We can see how life expectancy changed in Mexico, Afghanistan, Sudan and Slovenia by using the geom_line() geom. For this, we create a new dataset by subsetting the gapminder one. The %in% operator does the same thing as the == but for multiple values. For subsetting we use the dplyr::filter() function. Don’t worry if this sounds too much, we will spend a whole session on how to subset and clean our data.
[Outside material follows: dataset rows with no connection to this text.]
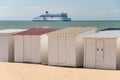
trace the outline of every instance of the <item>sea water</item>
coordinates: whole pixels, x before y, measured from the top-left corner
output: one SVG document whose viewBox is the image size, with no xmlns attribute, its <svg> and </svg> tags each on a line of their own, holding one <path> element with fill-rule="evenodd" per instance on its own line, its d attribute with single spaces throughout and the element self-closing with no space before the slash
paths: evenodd
<svg viewBox="0 0 120 80">
<path fill-rule="evenodd" d="M 32 21 L 0 21 L 0 29 L 19 29 L 33 27 L 96 27 L 98 29 L 120 28 L 120 20 L 89 20 L 70 22 L 32 22 Z"/>
</svg>

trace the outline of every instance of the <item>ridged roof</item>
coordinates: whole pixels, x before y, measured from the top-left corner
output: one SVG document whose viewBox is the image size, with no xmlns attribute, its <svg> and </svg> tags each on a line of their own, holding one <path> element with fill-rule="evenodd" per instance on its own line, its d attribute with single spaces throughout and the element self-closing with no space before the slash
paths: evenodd
<svg viewBox="0 0 120 80">
<path fill-rule="evenodd" d="M 31 28 L 26 31 L 16 33 L 15 35 L 42 35 L 52 31 L 56 31 L 55 28 Z"/>
<path fill-rule="evenodd" d="M 60 29 L 51 33 L 48 33 L 48 36 L 75 36 L 85 31 L 96 30 L 92 27 L 67 27 Z"/>
</svg>

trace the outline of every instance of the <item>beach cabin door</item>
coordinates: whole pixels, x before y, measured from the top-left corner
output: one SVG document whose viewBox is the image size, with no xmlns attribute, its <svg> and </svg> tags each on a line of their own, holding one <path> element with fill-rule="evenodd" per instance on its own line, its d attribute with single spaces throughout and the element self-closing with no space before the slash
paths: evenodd
<svg viewBox="0 0 120 80">
<path fill-rule="evenodd" d="M 58 64 L 65 64 L 66 63 L 66 51 L 65 51 L 65 38 L 60 37 L 58 40 Z"/>
<path fill-rule="evenodd" d="M 103 40 L 96 41 L 96 68 L 104 67 L 104 46 Z"/>
</svg>

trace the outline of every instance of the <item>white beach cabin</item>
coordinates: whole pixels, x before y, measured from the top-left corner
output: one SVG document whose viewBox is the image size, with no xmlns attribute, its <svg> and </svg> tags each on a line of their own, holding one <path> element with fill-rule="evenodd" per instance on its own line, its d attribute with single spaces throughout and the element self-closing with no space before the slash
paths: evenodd
<svg viewBox="0 0 120 80">
<path fill-rule="evenodd" d="M 120 31 L 102 31 L 85 37 L 84 67 L 120 68 Z"/>
<path fill-rule="evenodd" d="M 96 28 L 68 27 L 48 34 L 48 64 L 83 66 L 83 37 Z"/>
<path fill-rule="evenodd" d="M 15 61 L 30 63 L 48 63 L 48 36 L 53 28 L 31 28 L 17 33 L 15 38 Z"/>
<path fill-rule="evenodd" d="M 3 29 L 0 30 L 0 61 L 14 61 L 14 38 L 13 34 L 26 29 Z"/>
</svg>

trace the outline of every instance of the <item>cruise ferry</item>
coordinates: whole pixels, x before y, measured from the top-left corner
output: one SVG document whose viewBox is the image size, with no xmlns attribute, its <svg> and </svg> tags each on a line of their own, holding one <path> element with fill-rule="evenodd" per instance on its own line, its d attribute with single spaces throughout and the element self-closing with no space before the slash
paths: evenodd
<svg viewBox="0 0 120 80">
<path fill-rule="evenodd" d="M 42 14 L 38 17 L 34 17 L 32 21 L 41 22 L 41 21 L 71 21 L 71 18 L 68 18 L 67 13 L 57 13 L 50 14 L 48 11 L 45 14 Z"/>
</svg>

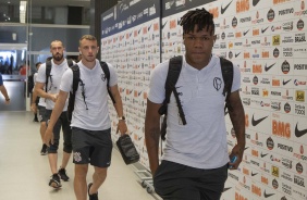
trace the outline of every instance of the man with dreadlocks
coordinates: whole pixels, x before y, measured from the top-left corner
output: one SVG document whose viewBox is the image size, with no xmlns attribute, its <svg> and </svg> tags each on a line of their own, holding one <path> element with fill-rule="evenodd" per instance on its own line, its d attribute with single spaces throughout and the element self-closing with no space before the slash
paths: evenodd
<svg viewBox="0 0 307 200">
<path fill-rule="evenodd" d="M 169 61 L 152 71 L 145 120 L 145 139 L 156 192 L 168 200 L 218 200 L 228 168 L 236 170 L 245 148 L 245 114 L 240 98 L 240 70 L 233 67 L 229 102 L 237 143 L 228 152 L 225 97 L 220 59 L 212 54 L 216 41 L 213 16 L 205 9 L 188 11 L 183 26 L 185 55 L 175 85 L 186 124 L 179 115 L 174 95 L 168 104 L 167 141 L 159 165 L 160 114 L 165 99 Z M 230 163 L 230 158 L 237 160 Z"/>
</svg>

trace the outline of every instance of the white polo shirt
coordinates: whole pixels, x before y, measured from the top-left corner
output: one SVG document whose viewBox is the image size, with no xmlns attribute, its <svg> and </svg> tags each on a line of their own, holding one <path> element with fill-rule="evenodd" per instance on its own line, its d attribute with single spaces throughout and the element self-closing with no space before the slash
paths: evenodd
<svg viewBox="0 0 307 200">
<path fill-rule="evenodd" d="M 232 91 L 240 89 L 240 68 L 234 65 Z M 151 73 L 148 99 L 162 103 L 169 61 L 159 64 Z M 220 59 L 212 55 L 200 71 L 183 67 L 175 85 L 187 124 L 182 125 L 173 93 L 168 104 L 167 142 L 163 160 L 196 168 L 217 168 L 229 162 L 224 101 L 224 83 Z"/>
<path fill-rule="evenodd" d="M 64 72 L 69 68 L 69 64 L 67 64 L 66 59 L 59 65 L 56 64 L 52 59 L 51 65 L 52 66 L 50 71 L 50 77 L 48 79 L 48 86 L 45 85 L 45 87 L 47 87 L 48 93 L 59 93 L 61 78 Z M 36 82 L 46 84 L 46 63 L 42 63 L 40 67 L 38 68 L 38 75 L 37 75 Z M 66 104 L 63 111 L 67 110 L 67 103 L 69 101 L 66 101 Z M 46 99 L 46 109 L 47 110 L 52 110 L 54 108 L 54 104 L 56 103 L 52 100 Z"/>
<path fill-rule="evenodd" d="M 118 76 L 114 67 L 107 63 L 110 71 L 109 86 L 118 84 Z M 78 62 L 79 78 L 84 86 L 78 85 L 75 95 L 75 105 L 72 116 L 72 127 L 79 127 L 89 130 L 103 130 L 111 127 L 108 107 L 107 78 L 98 60 L 94 68 L 89 70 L 82 62 Z M 69 70 L 63 74 L 60 89 L 70 92 L 73 87 L 73 71 Z M 85 99 L 82 96 L 85 93 Z"/>
</svg>

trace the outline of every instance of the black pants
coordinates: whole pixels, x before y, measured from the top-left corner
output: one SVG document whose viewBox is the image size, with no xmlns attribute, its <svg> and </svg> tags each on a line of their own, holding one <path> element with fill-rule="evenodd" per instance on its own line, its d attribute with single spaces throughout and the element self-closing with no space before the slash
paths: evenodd
<svg viewBox="0 0 307 200">
<path fill-rule="evenodd" d="M 154 187 L 164 200 L 219 200 L 226 178 L 228 165 L 200 170 L 162 161 L 154 176 Z"/>
</svg>

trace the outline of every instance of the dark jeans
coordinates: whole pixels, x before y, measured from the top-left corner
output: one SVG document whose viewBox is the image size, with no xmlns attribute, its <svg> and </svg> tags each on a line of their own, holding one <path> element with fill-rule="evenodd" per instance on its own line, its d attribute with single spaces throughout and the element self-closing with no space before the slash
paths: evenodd
<svg viewBox="0 0 307 200">
<path fill-rule="evenodd" d="M 154 187 L 164 200 L 219 200 L 226 178 L 228 165 L 201 170 L 162 161 L 154 176 Z"/>
</svg>

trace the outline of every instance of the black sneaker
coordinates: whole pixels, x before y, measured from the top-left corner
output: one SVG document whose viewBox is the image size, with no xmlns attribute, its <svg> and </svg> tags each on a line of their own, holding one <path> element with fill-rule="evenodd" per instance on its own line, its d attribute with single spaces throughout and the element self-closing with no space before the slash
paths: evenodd
<svg viewBox="0 0 307 200">
<path fill-rule="evenodd" d="M 89 195 L 89 189 L 90 189 L 91 185 L 93 185 L 93 183 L 88 184 L 88 190 L 87 190 L 89 200 L 98 200 L 98 192 Z"/>
<path fill-rule="evenodd" d="M 50 182 L 49 182 L 49 186 L 51 186 L 51 187 L 53 187 L 53 188 L 56 188 L 56 189 L 62 187 L 61 180 L 60 180 L 60 177 L 59 177 L 58 174 L 53 174 L 53 175 L 51 176 L 51 179 L 50 179 Z"/>
<path fill-rule="evenodd" d="M 60 178 L 64 182 L 69 182 L 70 177 L 66 175 L 66 170 L 65 168 L 60 168 L 58 172 Z"/>
<path fill-rule="evenodd" d="M 42 145 L 42 147 L 41 147 L 41 150 L 40 150 L 40 154 L 41 155 L 45 155 L 45 154 L 47 154 L 48 153 L 48 150 L 47 150 L 47 145 Z"/>
</svg>

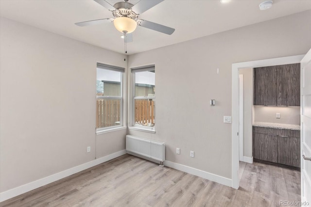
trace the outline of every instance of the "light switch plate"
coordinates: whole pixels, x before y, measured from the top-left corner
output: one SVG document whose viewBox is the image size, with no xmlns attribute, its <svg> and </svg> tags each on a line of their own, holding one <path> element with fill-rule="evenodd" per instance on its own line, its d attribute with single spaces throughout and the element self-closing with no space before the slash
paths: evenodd
<svg viewBox="0 0 311 207">
<path fill-rule="evenodd" d="M 230 124 L 231 123 L 231 117 L 228 116 L 224 116 L 224 123 Z"/>
</svg>

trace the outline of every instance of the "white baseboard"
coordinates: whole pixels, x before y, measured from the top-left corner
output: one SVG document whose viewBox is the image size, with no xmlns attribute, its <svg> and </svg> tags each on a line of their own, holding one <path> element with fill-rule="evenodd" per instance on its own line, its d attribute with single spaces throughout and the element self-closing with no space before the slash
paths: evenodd
<svg viewBox="0 0 311 207">
<path fill-rule="evenodd" d="M 227 178 L 226 177 L 217 175 L 213 174 L 201 170 L 189 167 L 188 166 L 182 165 L 181 164 L 176 163 L 170 161 L 164 161 L 164 165 L 190 174 L 194 175 L 195 175 L 198 176 L 199 177 L 203 177 L 203 178 L 207 179 L 207 180 L 209 180 L 212 181 L 216 182 L 216 183 L 220 183 L 221 184 L 225 185 L 229 187 L 232 187 L 232 180 Z"/>
<path fill-rule="evenodd" d="M 250 158 L 249 157 L 243 157 L 243 161 L 245 162 L 248 162 L 249 163 L 253 163 L 253 157 Z"/>
<path fill-rule="evenodd" d="M 0 202 L 126 154 L 124 149 L 0 193 Z"/>
</svg>

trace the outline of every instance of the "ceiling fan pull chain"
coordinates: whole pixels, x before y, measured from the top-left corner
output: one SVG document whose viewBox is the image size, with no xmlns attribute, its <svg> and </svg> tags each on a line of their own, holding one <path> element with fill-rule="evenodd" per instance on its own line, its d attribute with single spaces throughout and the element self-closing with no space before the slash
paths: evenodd
<svg viewBox="0 0 311 207">
<path fill-rule="evenodd" d="M 125 54 L 126 54 L 126 53 L 127 53 L 127 45 L 126 45 L 126 42 L 127 41 L 126 40 L 126 34 L 124 34 L 124 40 L 125 40 L 124 44 L 125 44 Z"/>
</svg>

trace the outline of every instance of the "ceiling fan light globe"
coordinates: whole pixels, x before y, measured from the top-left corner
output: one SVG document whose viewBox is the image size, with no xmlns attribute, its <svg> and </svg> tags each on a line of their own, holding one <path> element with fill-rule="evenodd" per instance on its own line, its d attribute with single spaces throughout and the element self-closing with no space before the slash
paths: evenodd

#subset the dataset to have our selected countries.
comp_df <- gapminder_df %>% 
    filter(country %in% c("Mexico", "Afghanistan", "Sudan", "Slovenia"))
#> Warning: package 'bindrcpp' was built under R version 3.4.4

# create the ggplot object with the data and mapping info
ggplot(data = comp_df,
                  mapping = aes(x = year,
                                y = lifeExp,
                                color = country)) +
  geom_line(aes(group = country)) # we need to tell ggplot that we want to group our lines by countries

ggplot2 makes it easy to create individual subplots for each category by “faceting” our data. Let’s plot the growth in life expectancy over time on each continent. We use the geom_line() function to draw a line and we tell ggplot to facet by adding the facet_wrap(~ variable) function.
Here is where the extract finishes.